Für diese „ausgenommenen Stromkreise“ empfiehlt die Norm die Farbe ORANGE, um sie eindeutig zu kennzeichnen. Zusätzlich sind Warnschilder an der Netztrenneinrichtung und Hinweise im Wartungshandbuch erforderlich. Alternativ können diese Stromkreise räumlich getrennt oder mit dauerhaften Warnschildern versehen werden.
Fazit: Sicherheit durch klare Farben
Die VDE 0113-1 bietet klare Vorgaben und Empfehlungen, um Leiter in Schaltschränken eindeutig zu kennzeichnen.
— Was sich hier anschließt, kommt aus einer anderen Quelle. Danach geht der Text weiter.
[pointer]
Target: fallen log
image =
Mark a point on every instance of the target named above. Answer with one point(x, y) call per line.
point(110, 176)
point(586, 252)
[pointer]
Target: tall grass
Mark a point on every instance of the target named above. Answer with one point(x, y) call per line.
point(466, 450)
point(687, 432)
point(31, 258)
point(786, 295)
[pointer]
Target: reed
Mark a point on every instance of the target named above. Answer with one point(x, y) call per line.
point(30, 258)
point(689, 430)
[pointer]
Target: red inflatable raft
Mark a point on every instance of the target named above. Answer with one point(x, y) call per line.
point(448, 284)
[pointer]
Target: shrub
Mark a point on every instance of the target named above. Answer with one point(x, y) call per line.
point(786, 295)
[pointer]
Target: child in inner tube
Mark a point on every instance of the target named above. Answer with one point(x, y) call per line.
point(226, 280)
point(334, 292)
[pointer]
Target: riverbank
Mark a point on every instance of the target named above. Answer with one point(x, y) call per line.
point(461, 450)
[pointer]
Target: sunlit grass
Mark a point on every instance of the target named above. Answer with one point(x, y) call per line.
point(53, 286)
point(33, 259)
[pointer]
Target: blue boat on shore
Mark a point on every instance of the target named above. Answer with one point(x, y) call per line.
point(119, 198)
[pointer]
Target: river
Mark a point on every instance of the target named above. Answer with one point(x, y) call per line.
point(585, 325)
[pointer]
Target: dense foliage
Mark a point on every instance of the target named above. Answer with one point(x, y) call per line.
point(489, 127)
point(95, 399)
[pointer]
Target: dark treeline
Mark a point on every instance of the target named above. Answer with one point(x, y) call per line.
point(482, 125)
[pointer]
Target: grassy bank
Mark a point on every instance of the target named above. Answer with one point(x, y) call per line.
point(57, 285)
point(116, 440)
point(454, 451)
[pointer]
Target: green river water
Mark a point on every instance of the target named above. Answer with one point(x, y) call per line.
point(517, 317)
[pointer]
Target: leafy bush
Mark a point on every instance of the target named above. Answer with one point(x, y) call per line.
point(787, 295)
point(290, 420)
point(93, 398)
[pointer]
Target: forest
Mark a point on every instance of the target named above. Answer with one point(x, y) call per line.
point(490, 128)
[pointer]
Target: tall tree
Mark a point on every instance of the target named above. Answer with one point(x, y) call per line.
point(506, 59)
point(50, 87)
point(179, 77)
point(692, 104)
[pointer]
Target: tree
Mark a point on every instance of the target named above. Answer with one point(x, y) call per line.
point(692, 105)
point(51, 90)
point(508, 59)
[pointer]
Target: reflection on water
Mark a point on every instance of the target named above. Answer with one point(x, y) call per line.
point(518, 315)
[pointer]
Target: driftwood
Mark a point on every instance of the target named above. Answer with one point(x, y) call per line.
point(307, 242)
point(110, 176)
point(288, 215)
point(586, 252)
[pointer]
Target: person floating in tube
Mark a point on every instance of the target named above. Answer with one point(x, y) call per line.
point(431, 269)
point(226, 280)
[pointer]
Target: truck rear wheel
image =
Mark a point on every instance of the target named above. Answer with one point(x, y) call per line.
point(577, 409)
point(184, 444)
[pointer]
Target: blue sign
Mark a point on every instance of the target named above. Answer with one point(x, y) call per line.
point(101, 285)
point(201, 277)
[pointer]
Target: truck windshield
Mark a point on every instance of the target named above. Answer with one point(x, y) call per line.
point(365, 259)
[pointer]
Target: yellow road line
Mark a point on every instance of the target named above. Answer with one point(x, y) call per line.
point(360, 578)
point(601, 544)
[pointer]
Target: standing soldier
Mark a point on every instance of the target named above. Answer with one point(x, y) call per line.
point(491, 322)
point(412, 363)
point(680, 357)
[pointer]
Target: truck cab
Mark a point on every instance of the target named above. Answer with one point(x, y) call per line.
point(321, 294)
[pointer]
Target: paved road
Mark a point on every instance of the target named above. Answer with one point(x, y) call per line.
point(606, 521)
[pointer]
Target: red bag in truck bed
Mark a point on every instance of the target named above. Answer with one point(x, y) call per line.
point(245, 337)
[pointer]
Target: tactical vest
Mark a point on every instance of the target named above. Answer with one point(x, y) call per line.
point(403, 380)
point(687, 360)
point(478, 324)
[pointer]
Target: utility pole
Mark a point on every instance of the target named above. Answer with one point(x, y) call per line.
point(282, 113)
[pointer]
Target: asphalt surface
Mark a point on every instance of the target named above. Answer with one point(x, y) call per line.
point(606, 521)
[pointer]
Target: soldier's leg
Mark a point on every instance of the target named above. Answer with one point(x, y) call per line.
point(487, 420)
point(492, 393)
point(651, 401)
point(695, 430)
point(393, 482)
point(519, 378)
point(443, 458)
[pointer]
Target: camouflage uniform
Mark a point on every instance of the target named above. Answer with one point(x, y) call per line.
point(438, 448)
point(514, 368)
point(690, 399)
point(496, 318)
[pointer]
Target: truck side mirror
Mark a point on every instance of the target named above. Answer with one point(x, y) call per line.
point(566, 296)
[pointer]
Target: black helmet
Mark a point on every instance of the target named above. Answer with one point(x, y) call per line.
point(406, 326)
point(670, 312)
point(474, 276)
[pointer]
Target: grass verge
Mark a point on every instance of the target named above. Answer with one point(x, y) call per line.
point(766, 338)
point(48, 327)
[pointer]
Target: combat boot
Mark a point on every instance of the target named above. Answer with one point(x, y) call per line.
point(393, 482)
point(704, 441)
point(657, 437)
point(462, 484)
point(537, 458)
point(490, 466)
Die Farben GRÜN-GELB für Schutzleiter, HELLBLAU für Neutralleiter und die empfohlene Codierung – inklusive ORANGE für ausgenommene Stromkreise – schaffen Struktur und Sicherheit. Eine einheitliche Umsetzung dieser Regeln minimiert Risiken und erleichtert die Arbeit von Installateuren und Wartungspersonal. So bleibt der Schaltschrank nicht nur sicher, sondern auch übersichtlich – ein Gewinn für alle Beteiligten!
Hinweis: Dieser Artikel basiert auf DIN EN 60204-1 / VDE 0113-1, Abschnitten 13.2 und 5.3.5. Weitere Details finden Sie in der Norm oder ergänzenden Richtlinien wie IEC 60445 und IEC 62491.